僕の家内は招き猫が好き

個人的なエッセイ?

「小さな生命」 星降る街

2017年10月07日 | Wish
子供のころ、この季節になると、きまって街角に子犬が捨てられていました。
そばを通る人を見つけては、一所懸命しっぽを振り、身体を摺り寄せる姿をよく見かけたものです。
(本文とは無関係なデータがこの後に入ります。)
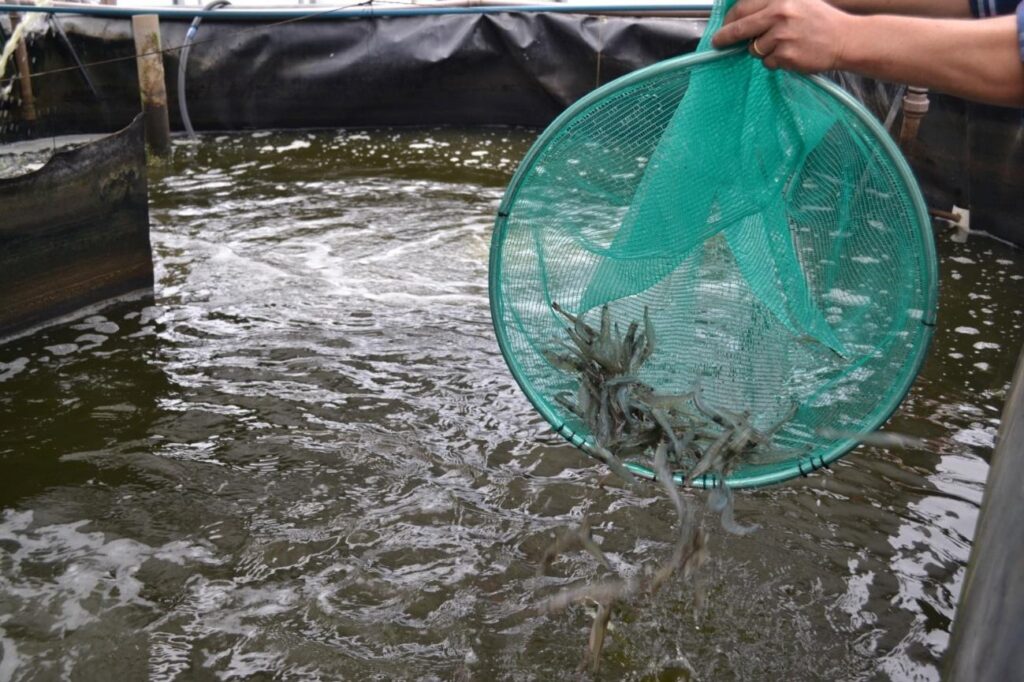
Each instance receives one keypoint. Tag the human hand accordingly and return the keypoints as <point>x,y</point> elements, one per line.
<point>807,36</point>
下校途中、そんな子犬を家に連れて帰り、母親に叱られたことがありました。

泣く泣く子犬を拾った場所に戻し、私は一目散に走りました。
振り返ると子犬が私の後をついてきます。

追い払っても、どこまでもついてきました。

木かげに隠れ、じっと息を殺す私を、鼻を鳴らしながら、いつまでも捜し続ける子犬。
私は、その姿を今でも忘れることができません。

あの子犬は、あれからどうなったのか・・・。

心の中に、子犬の形をした空洞ができて、そこを吹く風がいつまでも止みませんでした。

私の実家には「ウリ」という雑種の雌犬がいます。
居候を決め込んで、十二年になります。

私が初めてウリと出合ったのは、大通りに面したマンションの駐車場の片隅でした。
友人の住むそのマンションを訪れたとき、生まれたばかりの子犬六匹を抱え、雨に打たれて震えている、やせこけた雌犬が、私の目に止まりました。
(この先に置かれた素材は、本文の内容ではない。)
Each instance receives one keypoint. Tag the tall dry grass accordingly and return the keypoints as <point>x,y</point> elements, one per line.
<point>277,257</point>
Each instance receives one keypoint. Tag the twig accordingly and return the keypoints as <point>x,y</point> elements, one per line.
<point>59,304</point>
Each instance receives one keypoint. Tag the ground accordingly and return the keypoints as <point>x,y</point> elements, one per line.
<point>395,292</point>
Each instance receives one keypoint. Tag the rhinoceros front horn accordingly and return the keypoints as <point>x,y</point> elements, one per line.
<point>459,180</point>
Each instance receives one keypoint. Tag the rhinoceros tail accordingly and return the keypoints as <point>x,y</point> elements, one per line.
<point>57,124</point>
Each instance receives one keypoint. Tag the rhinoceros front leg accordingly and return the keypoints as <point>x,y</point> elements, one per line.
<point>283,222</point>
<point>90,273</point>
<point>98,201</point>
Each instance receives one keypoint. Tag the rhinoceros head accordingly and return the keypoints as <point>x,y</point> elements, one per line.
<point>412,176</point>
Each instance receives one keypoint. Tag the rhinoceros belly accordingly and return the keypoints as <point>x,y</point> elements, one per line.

かわいそうに、と思いましたが、どうすることもできません。
後ろ髪を引かれる思いで、その場を去りました。

翌日、そして次の日と、私はマンションへ足を運びました。
誰もえさを与えている様子がありません。

このままでは死んでしまう。
私の脳裏に、子供のころの、あの日の情景がよみがえってきました・・・。

私は、動物が嫌いです。
かわいいと思うことはあっても、飼いたいと思ったことは、一度もありません。

しかし、今まさに消えようとする生命を目の前にして、どうしても見捨てることができませんでした。

七匹の犬を車に乗せ、家へ帰りました。
家族に見つからないように、リヤカーに移し、裏の竹林に急ぎました。

この日のために作っておいた犬小屋に、七匹を無事に押し込んだときには、身体中冷や汗でびっしょりになっていました。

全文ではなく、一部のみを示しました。